Applications submitted to LSAC for transmission to University of Connecticut Law School will be considered postmarked on the day they
are electronically submitted. Subscriptions to the LSACD on the Web are available at lsac.org.
University of Connecticut Law School requires the submission of two letters of recommendation. We prefer that these letters be from
college professors who can attest to your ability to enter a competitive professional program. If you have been out of
school for some time, letters from a work situation can be helpful. Although you are not restricted to two letters,
your file will be considered complete when two letters have been received.
Law School Tours
Tuition and Fees
Tuition Refund Policy
University of Connecticut Law School strongly recommends that your letters be submitted through the LSAC Letter of Recommendation Service
that serves all member schools. This service is included in your LSDAS subscription. Your letters will be copied and sent
to us along with your LSDAS Report, or as received with any update. To use this service, follow the directions for
submitting letters outlined in the 2005-2006 LSAT/LSDAS Registration and Information Book. Be sure to fill out and give
each reference a letter of recommendation form, found in the LSAT/LSDAS Registration and Information Book or on the LSAC
website at lsac.org.
Information and application forms for the LSAT and LSDAS subscription may be obtained by writing: Law School Admission
Council, P.O. Box 2000, Newtown, PA 18940, or by calling (215) 968-1001.

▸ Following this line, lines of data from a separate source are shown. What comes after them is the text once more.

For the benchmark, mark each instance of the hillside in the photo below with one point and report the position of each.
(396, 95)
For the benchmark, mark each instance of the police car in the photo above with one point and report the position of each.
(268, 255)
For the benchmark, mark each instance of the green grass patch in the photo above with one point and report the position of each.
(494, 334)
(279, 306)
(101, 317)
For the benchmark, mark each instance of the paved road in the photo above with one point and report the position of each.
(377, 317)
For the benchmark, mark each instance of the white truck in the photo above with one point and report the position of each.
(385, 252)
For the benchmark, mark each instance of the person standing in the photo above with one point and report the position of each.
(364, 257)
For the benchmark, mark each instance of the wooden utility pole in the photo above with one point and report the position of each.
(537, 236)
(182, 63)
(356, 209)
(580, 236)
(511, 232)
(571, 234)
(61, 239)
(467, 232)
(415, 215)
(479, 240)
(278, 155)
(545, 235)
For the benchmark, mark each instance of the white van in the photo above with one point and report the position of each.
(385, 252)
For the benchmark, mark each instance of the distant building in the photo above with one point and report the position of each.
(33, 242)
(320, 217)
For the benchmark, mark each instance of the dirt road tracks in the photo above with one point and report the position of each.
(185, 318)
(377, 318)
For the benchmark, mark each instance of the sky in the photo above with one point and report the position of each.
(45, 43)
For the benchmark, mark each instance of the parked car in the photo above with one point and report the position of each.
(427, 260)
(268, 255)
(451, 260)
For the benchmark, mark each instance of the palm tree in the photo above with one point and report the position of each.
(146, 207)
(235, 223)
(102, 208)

Applicants with a bachelor's degree from a foreign institution should register for the LSDAS subscription and submit all
official transcripts to LSAC.
Foreign educated applicants must also take the TOEFL and submit the scores to LSAC. Exceptions are allowed if the applicant
is a resident of an English speaking country or was educated at an institution where English is the primary language.
Applicants for admission must have earned (by the date of intended matriculation) a bachelor's degree or equivalent from
an accredited institution of higher learning. The Office of Admissions requires receipt of confirmation of the official
transcript confirming the bachelor's degree prior to registration.
Applicants interested in applying to the Center for Children's Rights, Center for Intellectual Property Law, and Center
for International and Comparative Law Fellowship and Legal Writing Section must complete the application process for
admission to the Juris Doctor Program and the separate application for the Centers. Only applicants who have completed
both applications will be considered for admission to the Centers.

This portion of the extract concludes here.